C++ Multithreading (Part 3)[2]

Abstract

Prior to C++11, multi-threading in C++ was supported only by libraries and the language was specified as a single threaded language. With the memory model introduced in C++11 threading support is integrated into the language specification and therefore exactly defines the behavior of multi-threaded applications.

Further more, the simple usage of atomic operations is introduced to allow the implementation of lock-free algorithms and therefore a more performance conscious way of programming.

서론입니다. 중요하지 않은 내용은 날려버립시다. 뭐, 그래도 대부분 아는 내용입니다. C++11로 오기 이전에는 쓰레드 구현은 라이브러리로만 가능했고 이는 C++11이전에는 언어적으로 싱글 쓰레드(single threaded)를 지원했다는 점, 새로운 메모리 모델(memory model)과 함께 정확한 다중 쓰레드의 행동(behavior)이 정의되었다는 내용입니다. 또한 Part 1에서 설명했던 lock을 사용하지 않은 원자적 연산 프로그래밍을 지원한다는 내용입니다.

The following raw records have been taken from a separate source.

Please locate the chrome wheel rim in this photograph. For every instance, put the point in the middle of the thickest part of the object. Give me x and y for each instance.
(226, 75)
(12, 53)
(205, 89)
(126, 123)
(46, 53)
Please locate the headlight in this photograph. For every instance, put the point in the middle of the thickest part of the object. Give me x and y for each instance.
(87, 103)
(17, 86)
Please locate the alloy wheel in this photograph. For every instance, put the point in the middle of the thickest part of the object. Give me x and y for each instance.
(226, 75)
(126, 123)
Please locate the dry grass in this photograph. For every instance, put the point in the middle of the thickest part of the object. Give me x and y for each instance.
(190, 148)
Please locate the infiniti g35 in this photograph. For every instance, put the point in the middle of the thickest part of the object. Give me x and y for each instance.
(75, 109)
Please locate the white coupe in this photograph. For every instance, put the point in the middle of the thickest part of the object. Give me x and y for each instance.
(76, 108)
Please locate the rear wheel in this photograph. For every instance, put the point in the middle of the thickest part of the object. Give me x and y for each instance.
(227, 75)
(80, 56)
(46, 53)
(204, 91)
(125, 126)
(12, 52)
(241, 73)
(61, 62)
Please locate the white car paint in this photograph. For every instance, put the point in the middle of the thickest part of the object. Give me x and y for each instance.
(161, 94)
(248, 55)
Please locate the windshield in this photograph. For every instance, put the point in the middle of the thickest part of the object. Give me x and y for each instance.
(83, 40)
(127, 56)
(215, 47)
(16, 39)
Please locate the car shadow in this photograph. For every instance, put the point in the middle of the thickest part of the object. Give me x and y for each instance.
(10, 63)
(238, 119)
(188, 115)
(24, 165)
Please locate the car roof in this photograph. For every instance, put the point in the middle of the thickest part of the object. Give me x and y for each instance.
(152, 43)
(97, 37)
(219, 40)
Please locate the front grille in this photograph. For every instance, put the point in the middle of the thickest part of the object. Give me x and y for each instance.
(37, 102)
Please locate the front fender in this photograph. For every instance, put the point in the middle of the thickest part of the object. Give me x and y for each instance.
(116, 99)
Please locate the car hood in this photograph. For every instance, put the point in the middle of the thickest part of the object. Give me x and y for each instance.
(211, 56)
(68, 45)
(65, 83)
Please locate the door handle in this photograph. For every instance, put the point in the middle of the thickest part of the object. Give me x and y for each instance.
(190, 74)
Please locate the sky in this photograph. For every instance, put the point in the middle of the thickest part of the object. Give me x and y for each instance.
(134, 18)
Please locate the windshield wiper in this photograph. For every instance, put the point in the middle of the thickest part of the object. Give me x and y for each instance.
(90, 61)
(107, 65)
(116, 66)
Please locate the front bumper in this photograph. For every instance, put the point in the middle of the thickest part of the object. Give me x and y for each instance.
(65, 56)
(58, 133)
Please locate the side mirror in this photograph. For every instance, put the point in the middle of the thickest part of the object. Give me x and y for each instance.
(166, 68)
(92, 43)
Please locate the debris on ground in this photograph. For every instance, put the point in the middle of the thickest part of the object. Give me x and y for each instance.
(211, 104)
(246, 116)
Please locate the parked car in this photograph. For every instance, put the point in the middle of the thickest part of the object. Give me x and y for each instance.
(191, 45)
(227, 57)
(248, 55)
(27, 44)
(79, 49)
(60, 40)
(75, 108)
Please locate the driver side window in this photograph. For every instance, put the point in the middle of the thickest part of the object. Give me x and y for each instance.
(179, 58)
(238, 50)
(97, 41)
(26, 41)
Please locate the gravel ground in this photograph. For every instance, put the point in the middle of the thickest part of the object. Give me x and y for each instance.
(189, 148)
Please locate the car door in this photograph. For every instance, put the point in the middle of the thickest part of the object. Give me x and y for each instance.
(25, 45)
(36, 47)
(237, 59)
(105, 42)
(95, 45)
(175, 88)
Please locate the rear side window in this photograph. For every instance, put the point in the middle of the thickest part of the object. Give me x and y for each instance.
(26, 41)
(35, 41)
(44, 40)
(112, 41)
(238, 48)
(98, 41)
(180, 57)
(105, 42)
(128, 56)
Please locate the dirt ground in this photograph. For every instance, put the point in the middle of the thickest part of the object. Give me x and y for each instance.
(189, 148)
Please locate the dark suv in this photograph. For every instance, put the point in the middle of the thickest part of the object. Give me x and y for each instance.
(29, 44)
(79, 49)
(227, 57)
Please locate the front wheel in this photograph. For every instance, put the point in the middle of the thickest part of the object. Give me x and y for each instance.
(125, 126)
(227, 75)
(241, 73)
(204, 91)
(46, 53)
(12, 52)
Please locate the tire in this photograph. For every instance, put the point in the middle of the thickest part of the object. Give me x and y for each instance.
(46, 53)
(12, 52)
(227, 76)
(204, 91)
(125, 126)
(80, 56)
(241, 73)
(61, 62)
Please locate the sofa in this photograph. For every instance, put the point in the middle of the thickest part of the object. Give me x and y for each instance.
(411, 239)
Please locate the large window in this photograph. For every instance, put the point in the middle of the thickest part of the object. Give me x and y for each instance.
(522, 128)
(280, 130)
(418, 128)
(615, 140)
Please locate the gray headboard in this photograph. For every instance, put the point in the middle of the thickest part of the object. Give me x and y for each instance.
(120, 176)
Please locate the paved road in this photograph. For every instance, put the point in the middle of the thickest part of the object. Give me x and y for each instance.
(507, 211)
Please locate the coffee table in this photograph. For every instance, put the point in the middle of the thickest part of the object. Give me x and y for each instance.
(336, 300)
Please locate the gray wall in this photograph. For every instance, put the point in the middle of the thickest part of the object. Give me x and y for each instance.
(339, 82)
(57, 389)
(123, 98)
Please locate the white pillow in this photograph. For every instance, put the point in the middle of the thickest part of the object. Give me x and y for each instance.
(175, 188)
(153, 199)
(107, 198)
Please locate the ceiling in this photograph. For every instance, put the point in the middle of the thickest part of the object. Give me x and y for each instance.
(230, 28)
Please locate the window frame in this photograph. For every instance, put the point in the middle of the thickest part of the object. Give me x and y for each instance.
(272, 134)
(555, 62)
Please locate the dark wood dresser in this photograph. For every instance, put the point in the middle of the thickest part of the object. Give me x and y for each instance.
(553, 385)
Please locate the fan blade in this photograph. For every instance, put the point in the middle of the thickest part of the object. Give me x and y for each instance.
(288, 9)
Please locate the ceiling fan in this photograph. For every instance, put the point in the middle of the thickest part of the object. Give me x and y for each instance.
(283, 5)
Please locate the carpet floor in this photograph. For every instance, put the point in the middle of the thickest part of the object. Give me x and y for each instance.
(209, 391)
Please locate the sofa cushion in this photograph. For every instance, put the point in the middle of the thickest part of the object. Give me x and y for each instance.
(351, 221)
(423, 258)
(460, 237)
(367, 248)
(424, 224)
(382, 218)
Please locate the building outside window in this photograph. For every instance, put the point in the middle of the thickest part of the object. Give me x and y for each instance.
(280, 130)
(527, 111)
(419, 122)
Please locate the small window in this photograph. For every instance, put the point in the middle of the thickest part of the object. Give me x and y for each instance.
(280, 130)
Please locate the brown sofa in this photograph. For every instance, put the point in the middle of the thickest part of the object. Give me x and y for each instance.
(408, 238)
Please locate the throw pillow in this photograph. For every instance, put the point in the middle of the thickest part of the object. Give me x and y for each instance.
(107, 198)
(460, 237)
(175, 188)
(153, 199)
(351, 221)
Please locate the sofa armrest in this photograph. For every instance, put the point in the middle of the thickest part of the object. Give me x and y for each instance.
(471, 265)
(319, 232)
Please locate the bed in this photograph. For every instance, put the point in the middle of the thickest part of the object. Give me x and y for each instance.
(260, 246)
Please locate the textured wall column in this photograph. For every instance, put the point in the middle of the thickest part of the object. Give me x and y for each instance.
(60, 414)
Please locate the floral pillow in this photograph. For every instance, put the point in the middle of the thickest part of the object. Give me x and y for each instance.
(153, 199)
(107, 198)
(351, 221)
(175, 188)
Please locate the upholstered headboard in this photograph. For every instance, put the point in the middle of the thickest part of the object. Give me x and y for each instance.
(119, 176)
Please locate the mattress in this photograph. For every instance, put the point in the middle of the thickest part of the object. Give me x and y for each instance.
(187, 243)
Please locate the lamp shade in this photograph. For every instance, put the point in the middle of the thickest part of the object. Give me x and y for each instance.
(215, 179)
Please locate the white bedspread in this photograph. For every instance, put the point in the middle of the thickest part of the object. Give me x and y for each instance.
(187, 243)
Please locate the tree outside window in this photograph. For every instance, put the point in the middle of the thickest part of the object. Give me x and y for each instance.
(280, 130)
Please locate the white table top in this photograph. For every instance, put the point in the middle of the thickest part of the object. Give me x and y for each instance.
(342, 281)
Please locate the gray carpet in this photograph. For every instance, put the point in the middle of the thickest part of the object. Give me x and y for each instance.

이 자료(paper)에서는 왜 메모리 모델(memory model)이 등장했는지에 대해 설명하고 있습니다. 순서는 아래와 같습니다.

The model is first explained with all ①atomic operations to execute sequentially consistent, followed by the ②enhanced model with atomic operations to relax the sequential consistency guarantee.

②의 ‘relax’의 의미는 뒤에 가 보면 알겠지만 sequential consistency를 조금 더 유연하게 적용하겠다는 의미입니다.

지금부터 새로운 용어가 나올 텐데 굵은 글씨로 통일하겠습니다.

1. Introduction

Direct hardware support for shared-memory is a performance advantage.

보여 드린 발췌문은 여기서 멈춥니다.